Evacuation routes activated in preparation for Hurricane Florence
September 11, 2018
The Carolinas and Virginia are preparing for a potentially devastating storm as Hurricane Florence approaches. All three state governors have ordered evacuations, putting lane reversals in effect on several highways in South Carolina.
Residents in all hurricane evacuation zones in South Carolina have been ordered to evacuate beginning no later than noon on Tuesday, Sept. 11. Lane reversals for evacuation routes are in effect in the following areas:
- Charleston to Columbia: Full four-lane reversal on I-26 in Charleston will begin at the interchange of I-26 and I-526. The full reversal continues west until the I-26 crossover to I-77 just outside Columbia in Lexington County.
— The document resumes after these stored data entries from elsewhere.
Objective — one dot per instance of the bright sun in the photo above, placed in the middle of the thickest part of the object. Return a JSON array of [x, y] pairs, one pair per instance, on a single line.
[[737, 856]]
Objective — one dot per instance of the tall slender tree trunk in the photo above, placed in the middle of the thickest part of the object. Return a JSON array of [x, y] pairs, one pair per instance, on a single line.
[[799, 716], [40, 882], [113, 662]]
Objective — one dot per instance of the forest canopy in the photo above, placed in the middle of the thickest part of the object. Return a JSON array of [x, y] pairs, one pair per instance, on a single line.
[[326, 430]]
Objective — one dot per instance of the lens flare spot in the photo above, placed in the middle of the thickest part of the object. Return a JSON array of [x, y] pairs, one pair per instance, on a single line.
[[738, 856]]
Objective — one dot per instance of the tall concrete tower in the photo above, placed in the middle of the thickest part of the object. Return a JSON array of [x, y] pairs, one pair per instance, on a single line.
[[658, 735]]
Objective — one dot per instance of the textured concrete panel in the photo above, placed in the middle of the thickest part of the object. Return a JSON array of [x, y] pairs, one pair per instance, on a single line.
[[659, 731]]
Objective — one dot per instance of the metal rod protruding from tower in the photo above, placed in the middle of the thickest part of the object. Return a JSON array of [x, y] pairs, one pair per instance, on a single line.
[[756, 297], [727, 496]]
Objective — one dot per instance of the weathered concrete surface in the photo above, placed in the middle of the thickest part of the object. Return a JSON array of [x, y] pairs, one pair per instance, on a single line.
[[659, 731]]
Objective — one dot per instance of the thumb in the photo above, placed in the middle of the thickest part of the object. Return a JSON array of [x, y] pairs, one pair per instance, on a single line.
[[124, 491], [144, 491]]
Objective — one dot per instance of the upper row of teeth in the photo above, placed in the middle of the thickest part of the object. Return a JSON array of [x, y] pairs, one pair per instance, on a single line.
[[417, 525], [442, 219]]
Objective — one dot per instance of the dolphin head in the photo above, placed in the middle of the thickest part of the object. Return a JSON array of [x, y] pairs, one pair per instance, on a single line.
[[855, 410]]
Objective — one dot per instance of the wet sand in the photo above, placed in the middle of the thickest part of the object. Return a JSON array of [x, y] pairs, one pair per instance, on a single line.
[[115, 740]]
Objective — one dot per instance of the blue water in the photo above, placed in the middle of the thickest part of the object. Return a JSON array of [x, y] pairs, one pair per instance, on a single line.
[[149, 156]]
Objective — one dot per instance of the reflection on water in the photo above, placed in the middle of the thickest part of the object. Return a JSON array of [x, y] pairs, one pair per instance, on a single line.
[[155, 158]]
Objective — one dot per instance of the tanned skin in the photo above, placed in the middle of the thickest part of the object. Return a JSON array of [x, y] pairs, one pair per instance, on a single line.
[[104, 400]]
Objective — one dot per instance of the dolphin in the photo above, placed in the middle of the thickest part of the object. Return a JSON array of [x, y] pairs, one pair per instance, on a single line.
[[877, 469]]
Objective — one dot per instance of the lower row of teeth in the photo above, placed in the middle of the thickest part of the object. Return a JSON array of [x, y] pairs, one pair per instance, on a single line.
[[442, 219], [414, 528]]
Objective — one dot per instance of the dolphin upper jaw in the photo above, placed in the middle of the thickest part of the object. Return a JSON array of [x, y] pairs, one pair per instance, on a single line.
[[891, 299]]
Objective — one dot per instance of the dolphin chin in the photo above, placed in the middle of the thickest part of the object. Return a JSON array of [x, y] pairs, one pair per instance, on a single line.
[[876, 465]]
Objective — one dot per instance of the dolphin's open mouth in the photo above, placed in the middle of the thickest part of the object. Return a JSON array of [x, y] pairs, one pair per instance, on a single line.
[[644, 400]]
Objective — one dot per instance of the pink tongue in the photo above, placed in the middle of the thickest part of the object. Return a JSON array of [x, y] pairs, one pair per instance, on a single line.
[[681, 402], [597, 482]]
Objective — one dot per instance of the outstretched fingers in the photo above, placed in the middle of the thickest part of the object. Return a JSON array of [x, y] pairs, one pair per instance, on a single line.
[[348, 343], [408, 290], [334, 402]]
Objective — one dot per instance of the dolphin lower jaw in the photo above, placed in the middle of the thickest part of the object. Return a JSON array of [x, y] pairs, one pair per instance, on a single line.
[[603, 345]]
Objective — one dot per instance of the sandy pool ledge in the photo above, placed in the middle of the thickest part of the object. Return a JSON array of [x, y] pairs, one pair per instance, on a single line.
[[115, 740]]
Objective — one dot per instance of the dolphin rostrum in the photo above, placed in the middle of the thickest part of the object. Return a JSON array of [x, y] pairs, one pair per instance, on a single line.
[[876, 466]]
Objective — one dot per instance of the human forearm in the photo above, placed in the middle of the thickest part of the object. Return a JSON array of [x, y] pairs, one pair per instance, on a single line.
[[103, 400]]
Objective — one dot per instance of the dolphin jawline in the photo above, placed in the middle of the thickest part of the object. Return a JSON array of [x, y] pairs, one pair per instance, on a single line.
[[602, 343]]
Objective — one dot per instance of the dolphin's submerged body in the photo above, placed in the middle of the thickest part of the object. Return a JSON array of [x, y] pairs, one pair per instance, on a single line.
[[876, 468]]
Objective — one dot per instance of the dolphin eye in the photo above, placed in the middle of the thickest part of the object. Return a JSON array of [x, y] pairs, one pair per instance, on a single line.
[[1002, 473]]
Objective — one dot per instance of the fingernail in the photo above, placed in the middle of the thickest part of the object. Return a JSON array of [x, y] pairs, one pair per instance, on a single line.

- Horry County: Two four-lane reversals along U.S. 501: SC 544 to U.S. 378; and US 501: Between SC 22 (Conway Bypass) to SC 576 near Marion County.
- Beaufort and Hilton Head area: Possible reversal of U.S. 278 and U.S. 21 if traffic conditions warrant.
For South Carolina evacuation routes, check out the 2018 S.C. Hurricane Guide.
In North Carolina, six counties ordered evacuations as of 6 p.m. on Monday, Sept. 10. Unlike South Carolina, North Carolina does not reverse lanes on evacuation routes. North Carolina Transportation Secretary Jim Trogdon explained that Charleston has only one major route and a much denser population. Meanwhile, North Carolina has multiple alternative routes. For North Carolina evacuation routes, click here.
Virginia Gov. Ralph Northam ordered a mandatory evacuation for coastal Virginia residents in Zone A effective Tuesday at 8 a.m. In preparation for evacuations, the Virginia Department of Transportation is working to lift temporary lane closures on major routes. Interstate 64 express lane tolls have been suspended. Virginia evacuation zones can be found here.
— NWS Newport/Morehead (@NWSMoreheadCity) September 11, 2018
The Federal Motor Carrier Safety Administration has issued a regional emergency declaration for the Southern and Eastern centers, which includes Delaware, District of Columbia, Florida, Georgia, Maryland, New Jersey, New York, North Carolina, Pennsylvania, South Carolina, Virginia and West Virginia. Motor carriers and drivers providing direct assistance to the emergency in the affected states and jurisdictions in direct support of relief efforts related to Hurricane Florence are granted emergency relief from Parts 390 through 399 of Title 49 Code of Federal Regulations.
On Tuesday, Hurricane Florence maintained Category 4 status with sustain winds of 130 mph. Although the storm is picking up speed, weather systems coming from the central and southern Plains are expected to reach affected areas, causing Florence to slow down. This effect could potentially keep the storm in the area, causing more rainfall and flooding.
The National Hurricane Center predicts a life-threatening storm surge and damaging hurricane-force winds along portions of the coastlines of the Carolinas and Virginia. A storm surge watch is in effect for Edisto Beach, S.C., to the North Carolina-Virginia border. A hurricane watch is in effect for the same areas. Hurricane watches are typically issued 48 hours before the anticipated first occurrence of tropical storm-force winds.
Florence is expected to begin re-strengthening later on Tuesday and continue a slow strengthening trend for the next day or so. While some weakening is expected on Thursday, Florence is expected to be an extremely dangerous major hurricane through landfall, according to the National Hurricane Center.
As of 2 p.m. Eastern, Florence was less than 900 miles southeast of the South Carolina-North Carolina coastline border, moving approximately 15 mph northwest.